Importance of Normal Distribution

  • Models many real-world phenomena effectively.
  • Beyond three standard deviations from the mean, the curve captures nearly all data (99.7%).
  • Normal distribution is frequently used due to its properties.

Properties of Normal Distributions

  • Different distributions have different means and standard deviations.
  • The mean (population mean) represents the central average.
  • Standard deviation indicates the spread or variability in data.
    • 1 standard deviation (±σ) covers approximately 68% of data.
    • 2 standard deviations (±2σ) cover about 95%.
    • 3 standard deviations (±3σ) cover about 99.7%.

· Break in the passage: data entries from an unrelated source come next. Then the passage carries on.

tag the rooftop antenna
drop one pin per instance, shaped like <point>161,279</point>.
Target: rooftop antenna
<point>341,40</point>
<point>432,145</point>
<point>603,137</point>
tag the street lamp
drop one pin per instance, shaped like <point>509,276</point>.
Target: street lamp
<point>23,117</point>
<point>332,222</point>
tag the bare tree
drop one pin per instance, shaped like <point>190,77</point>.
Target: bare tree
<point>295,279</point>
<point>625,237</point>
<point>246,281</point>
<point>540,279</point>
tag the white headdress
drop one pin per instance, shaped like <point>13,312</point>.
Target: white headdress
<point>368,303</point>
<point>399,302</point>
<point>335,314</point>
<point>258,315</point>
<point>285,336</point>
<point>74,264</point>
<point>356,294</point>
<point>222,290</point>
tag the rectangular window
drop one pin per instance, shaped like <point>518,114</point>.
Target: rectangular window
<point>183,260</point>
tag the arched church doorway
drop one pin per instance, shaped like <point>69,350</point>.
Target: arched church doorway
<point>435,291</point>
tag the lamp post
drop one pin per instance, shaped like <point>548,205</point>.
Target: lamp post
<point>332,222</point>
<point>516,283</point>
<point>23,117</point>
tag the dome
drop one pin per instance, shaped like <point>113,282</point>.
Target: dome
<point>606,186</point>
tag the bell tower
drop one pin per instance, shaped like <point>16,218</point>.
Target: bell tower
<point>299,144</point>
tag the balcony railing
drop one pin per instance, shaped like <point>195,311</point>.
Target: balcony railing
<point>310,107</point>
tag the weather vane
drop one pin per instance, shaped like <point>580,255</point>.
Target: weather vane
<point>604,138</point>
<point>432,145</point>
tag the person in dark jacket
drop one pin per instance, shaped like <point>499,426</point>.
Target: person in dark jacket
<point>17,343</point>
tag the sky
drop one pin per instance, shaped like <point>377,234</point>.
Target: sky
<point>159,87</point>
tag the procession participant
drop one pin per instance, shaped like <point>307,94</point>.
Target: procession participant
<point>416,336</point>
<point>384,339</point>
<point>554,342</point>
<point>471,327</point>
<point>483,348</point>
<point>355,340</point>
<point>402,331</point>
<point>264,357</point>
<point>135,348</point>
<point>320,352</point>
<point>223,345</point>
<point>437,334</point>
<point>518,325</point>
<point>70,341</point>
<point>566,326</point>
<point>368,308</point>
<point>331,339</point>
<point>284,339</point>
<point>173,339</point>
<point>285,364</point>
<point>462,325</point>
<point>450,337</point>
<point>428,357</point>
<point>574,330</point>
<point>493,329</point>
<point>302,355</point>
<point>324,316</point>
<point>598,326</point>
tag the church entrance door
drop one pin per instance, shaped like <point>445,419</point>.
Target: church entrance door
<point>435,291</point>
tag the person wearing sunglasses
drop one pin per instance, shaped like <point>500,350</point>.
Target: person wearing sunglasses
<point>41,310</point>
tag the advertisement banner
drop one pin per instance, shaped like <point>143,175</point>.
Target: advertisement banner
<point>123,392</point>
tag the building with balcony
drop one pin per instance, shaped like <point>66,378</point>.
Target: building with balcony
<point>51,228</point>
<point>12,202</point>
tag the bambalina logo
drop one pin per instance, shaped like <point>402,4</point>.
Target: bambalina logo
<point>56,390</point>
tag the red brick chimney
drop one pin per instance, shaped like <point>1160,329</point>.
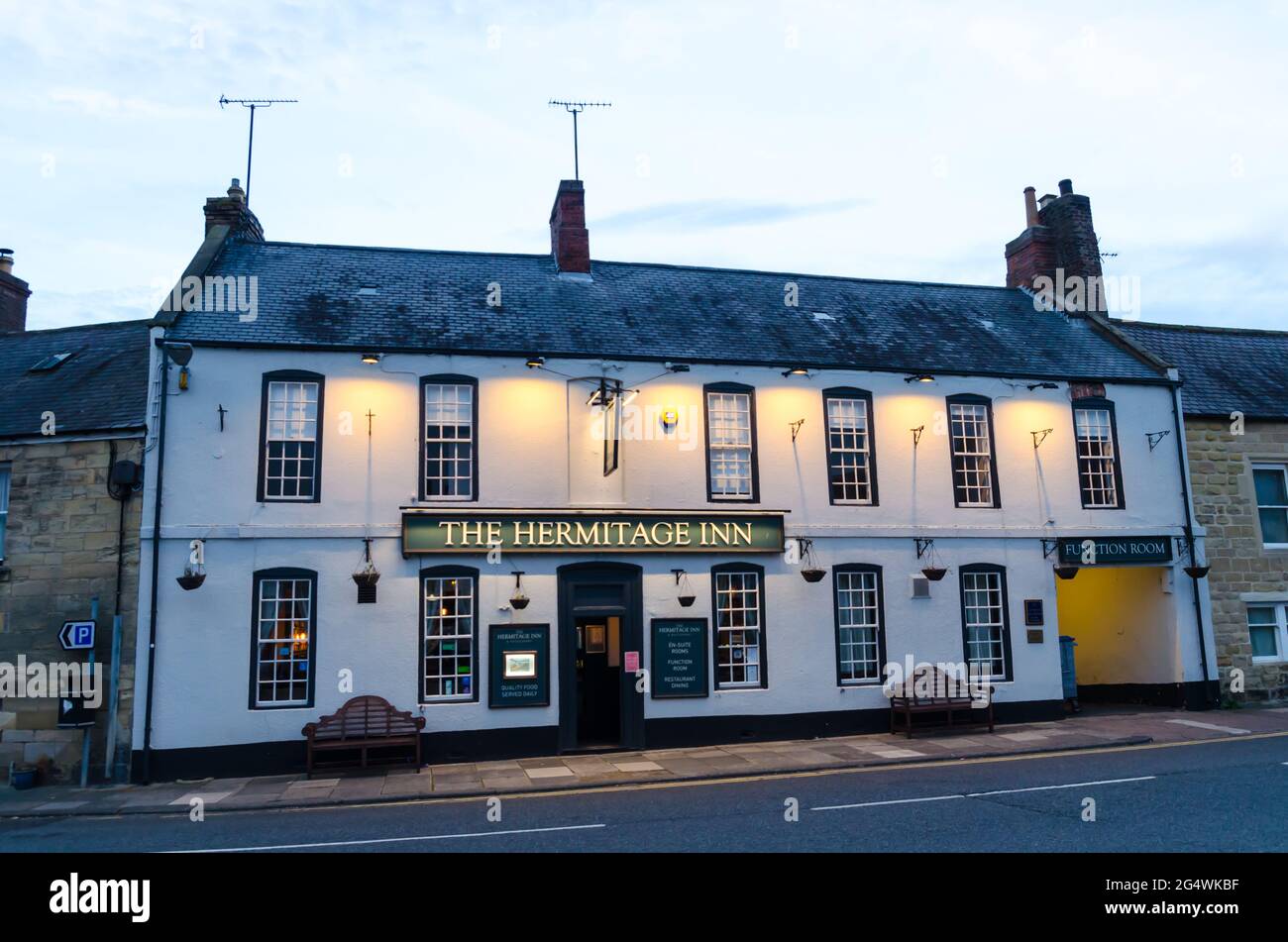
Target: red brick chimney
<point>13,296</point>
<point>570,241</point>
<point>233,213</point>
<point>1057,236</point>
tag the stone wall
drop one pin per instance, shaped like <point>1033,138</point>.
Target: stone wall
<point>1227,506</point>
<point>60,550</point>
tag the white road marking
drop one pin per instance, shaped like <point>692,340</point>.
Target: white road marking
<point>1050,787</point>
<point>983,794</point>
<point>898,800</point>
<point>1197,725</point>
<point>389,841</point>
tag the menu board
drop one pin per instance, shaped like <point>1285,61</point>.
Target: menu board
<point>519,666</point>
<point>679,657</point>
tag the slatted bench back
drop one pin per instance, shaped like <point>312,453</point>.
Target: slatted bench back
<point>365,717</point>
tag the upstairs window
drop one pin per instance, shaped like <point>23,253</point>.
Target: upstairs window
<point>970,433</point>
<point>850,452</point>
<point>1096,437</point>
<point>1271,485</point>
<point>449,461</point>
<point>290,464</point>
<point>730,443</point>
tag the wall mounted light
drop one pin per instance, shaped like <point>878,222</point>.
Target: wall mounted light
<point>518,600</point>
<point>684,590</point>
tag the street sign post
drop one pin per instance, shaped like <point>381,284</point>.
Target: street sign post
<point>76,636</point>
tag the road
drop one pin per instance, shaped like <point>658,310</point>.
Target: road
<point>1225,795</point>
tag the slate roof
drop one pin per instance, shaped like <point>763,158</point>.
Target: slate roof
<point>1224,369</point>
<point>102,387</point>
<point>436,301</point>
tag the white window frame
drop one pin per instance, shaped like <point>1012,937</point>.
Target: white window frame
<point>724,588</point>
<point>1094,437</point>
<point>1280,627</point>
<point>1283,471</point>
<point>275,619</point>
<point>463,622</point>
<point>296,426</point>
<point>854,425</point>
<point>862,585</point>
<point>469,404</point>
<point>975,463</point>
<point>5,486</point>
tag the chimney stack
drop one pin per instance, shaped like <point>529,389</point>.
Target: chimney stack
<point>570,241</point>
<point>233,213</point>
<point>13,296</point>
<point>1057,237</point>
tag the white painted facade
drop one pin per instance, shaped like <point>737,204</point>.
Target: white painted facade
<point>528,444</point>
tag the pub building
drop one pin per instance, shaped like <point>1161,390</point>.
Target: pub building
<point>552,503</point>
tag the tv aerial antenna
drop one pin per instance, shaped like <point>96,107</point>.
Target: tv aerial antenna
<point>253,103</point>
<point>575,108</point>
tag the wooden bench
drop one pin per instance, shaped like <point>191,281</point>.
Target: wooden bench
<point>930,690</point>
<point>362,723</point>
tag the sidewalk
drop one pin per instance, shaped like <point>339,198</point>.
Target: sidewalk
<point>1091,730</point>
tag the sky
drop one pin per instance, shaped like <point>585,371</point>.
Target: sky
<point>862,139</point>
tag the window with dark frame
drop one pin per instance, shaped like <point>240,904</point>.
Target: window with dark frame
<point>1099,471</point>
<point>986,622</point>
<point>738,603</point>
<point>859,623</point>
<point>290,461</point>
<point>970,435</point>
<point>732,472</point>
<point>449,637</point>
<point>283,639</point>
<point>449,468</point>
<point>850,450</point>
<point>5,478</point>
<point>1271,486</point>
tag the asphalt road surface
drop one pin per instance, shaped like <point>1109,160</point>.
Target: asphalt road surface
<point>1227,795</point>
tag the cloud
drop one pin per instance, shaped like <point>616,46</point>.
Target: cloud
<point>720,214</point>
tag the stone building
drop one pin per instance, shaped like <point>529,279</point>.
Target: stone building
<point>73,407</point>
<point>1235,385</point>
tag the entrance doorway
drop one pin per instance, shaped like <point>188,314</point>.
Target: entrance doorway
<point>600,631</point>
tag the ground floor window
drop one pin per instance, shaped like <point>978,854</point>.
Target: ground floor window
<point>859,624</point>
<point>449,633</point>
<point>284,639</point>
<point>739,616</point>
<point>1267,628</point>
<point>986,623</point>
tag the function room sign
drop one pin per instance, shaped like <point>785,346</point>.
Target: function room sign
<point>590,532</point>
<point>1115,551</point>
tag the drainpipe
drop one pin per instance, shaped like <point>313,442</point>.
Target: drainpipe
<point>156,564</point>
<point>1189,537</point>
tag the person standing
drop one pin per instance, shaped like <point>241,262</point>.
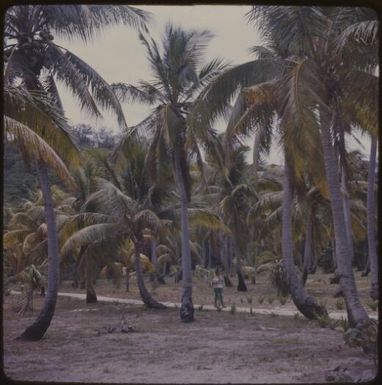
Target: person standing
<point>218,285</point>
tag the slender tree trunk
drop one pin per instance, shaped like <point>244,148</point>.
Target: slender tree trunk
<point>91,296</point>
<point>37,330</point>
<point>347,214</point>
<point>147,299</point>
<point>127,282</point>
<point>241,286</point>
<point>186,308</point>
<point>372,249</point>
<point>154,275</point>
<point>356,312</point>
<point>308,247</point>
<point>306,304</point>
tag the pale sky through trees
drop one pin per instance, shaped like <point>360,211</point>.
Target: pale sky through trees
<point>118,55</point>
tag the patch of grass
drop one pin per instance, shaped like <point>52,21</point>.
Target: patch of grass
<point>340,305</point>
<point>281,341</point>
<point>297,316</point>
<point>344,323</point>
<point>325,321</point>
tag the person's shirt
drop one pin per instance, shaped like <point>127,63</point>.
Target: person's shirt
<point>218,282</point>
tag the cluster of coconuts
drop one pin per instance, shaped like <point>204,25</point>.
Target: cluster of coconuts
<point>45,35</point>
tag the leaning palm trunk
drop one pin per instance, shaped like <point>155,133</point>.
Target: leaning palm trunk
<point>91,296</point>
<point>308,247</point>
<point>147,299</point>
<point>373,260</point>
<point>241,286</point>
<point>37,330</point>
<point>356,312</point>
<point>306,304</point>
<point>186,308</point>
<point>347,214</point>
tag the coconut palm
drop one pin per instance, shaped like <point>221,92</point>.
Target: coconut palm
<point>361,34</point>
<point>24,116</point>
<point>373,260</point>
<point>321,105</point>
<point>178,77</point>
<point>317,88</point>
<point>33,60</point>
<point>121,218</point>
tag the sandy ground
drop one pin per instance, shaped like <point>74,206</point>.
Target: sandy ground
<point>85,343</point>
<point>261,295</point>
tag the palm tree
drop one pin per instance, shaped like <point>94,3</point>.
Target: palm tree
<point>178,77</point>
<point>361,34</point>
<point>22,113</point>
<point>316,85</point>
<point>113,217</point>
<point>316,104</point>
<point>373,259</point>
<point>34,60</point>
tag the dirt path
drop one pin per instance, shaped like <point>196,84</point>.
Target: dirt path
<point>275,310</point>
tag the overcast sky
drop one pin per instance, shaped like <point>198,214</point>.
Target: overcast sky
<point>118,56</point>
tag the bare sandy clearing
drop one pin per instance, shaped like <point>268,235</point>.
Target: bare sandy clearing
<point>218,347</point>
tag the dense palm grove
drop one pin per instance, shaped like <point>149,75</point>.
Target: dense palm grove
<point>173,194</point>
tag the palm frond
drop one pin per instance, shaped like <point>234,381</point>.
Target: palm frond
<point>37,148</point>
<point>90,234</point>
<point>69,65</point>
<point>207,220</point>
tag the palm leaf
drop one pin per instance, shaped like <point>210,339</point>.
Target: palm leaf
<point>37,148</point>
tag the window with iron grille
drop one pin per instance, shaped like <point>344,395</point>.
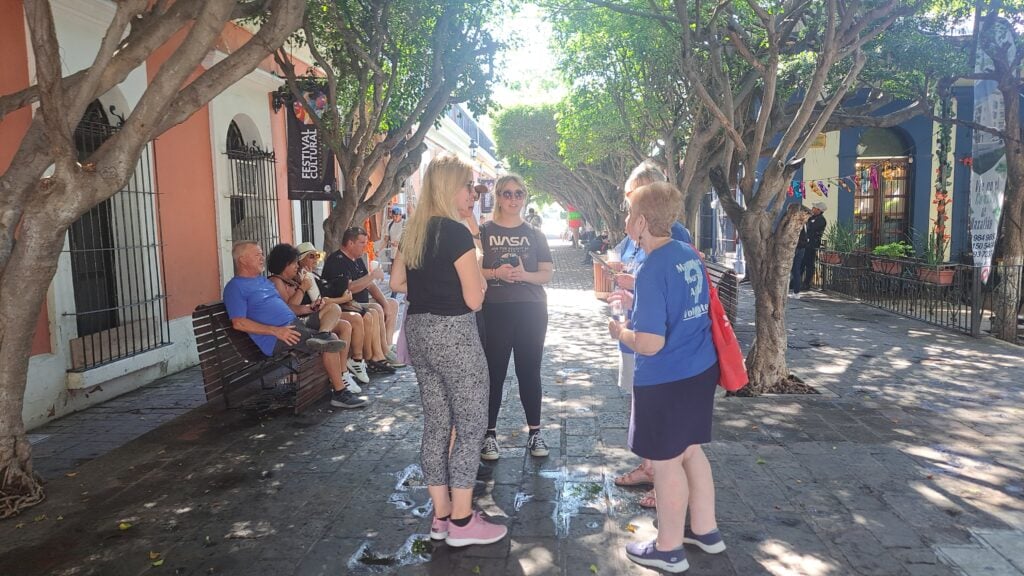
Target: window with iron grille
<point>115,260</point>
<point>253,195</point>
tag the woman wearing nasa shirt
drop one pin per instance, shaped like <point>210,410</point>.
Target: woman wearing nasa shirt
<point>516,265</point>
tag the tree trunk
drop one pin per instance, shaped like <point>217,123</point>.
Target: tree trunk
<point>1008,300</point>
<point>32,263</point>
<point>692,197</point>
<point>769,249</point>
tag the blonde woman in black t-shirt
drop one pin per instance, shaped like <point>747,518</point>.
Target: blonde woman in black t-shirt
<point>437,269</point>
<point>517,264</point>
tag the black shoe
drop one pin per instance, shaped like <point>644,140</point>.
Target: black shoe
<point>379,367</point>
<point>345,399</point>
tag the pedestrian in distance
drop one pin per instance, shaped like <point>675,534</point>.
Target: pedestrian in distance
<point>256,307</point>
<point>516,263</point>
<point>674,382</point>
<point>815,228</point>
<point>437,269</point>
<point>532,218</point>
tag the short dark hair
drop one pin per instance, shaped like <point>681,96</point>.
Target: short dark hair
<point>280,256</point>
<point>351,235</point>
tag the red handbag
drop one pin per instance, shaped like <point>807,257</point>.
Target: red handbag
<point>731,365</point>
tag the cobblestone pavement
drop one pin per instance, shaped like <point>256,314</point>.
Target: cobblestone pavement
<point>909,462</point>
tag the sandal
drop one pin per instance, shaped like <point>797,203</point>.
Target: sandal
<point>649,500</point>
<point>637,477</point>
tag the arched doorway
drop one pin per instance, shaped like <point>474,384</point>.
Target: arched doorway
<point>883,188</point>
<point>91,240</point>
<point>254,186</point>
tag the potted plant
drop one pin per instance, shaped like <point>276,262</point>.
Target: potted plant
<point>839,240</point>
<point>886,256</point>
<point>934,255</point>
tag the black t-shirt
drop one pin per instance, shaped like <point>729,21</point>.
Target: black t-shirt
<point>434,287</point>
<point>339,264</point>
<point>523,242</point>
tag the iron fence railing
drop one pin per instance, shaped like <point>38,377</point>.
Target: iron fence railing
<point>953,296</point>
<point>254,196</point>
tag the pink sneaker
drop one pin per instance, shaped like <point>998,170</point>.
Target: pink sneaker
<point>478,531</point>
<point>438,529</point>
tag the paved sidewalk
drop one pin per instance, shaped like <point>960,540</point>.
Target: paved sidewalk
<point>909,463</point>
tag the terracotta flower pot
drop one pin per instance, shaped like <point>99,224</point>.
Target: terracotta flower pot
<point>938,275</point>
<point>891,268</point>
<point>829,257</point>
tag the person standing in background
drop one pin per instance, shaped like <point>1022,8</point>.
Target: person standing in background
<point>815,231</point>
<point>517,263</point>
<point>574,221</point>
<point>631,256</point>
<point>437,269</point>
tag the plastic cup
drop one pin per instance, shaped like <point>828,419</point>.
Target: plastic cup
<point>616,311</point>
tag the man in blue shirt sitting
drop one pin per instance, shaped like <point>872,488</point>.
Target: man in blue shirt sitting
<point>256,309</point>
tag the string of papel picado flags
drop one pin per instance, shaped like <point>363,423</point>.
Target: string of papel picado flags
<point>866,179</point>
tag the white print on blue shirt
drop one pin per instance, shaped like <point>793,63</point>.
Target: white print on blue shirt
<point>691,274</point>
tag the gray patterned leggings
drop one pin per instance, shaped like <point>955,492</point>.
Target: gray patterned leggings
<point>452,371</point>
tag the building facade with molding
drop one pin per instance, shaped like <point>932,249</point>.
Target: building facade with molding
<point>117,315</point>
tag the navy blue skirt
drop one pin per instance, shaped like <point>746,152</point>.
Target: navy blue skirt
<point>668,418</point>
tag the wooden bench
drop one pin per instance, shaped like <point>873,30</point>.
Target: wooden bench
<point>728,288</point>
<point>237,372</point>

Example Problem: Gummy Bears Consumption

  • Given:
    • Population consumes an average of 100 pounds of gummy bears per day.
    • Standard deviation is 10 pounds.
  • Question: What's the probability someone eats more than 140 pounds?

Solution Steps

  1. Identify Mean and Standard Deviation:
    • Mean (µ) = 100 pounds
    • Standard Deviation (σ) = 10 pounds
  2. Calculate Z-Score:
    • Formula: [ z = \frac{(X - \mu)}{\sigma} ]
    • For 140 pounds: [ z = \frac{(140 - 100)}{10} = 4 ]
    • Z-score of 4 indicates 4 standard deviations above the mean.
  3. Interpret the Z-Score:
    • Use z-score to find the corresponding probability from a z-table.
    • For high z-scores (e.g., z = 4), probabilities are very low (e.g., less than 0.001).

Z-Scores

  • A z-score represents how many standard deviations a data point is from the mean.
  • Positive z-score: above the mean
  • Negative z-score: below the mean
  • Useful for standardizing different normal distributions to utilize a common z-table.

Conclusion

  • Normal distribution and z-scores are fundamental for statistical analysis.
  • They help make informed decisions about probabilities and data trends.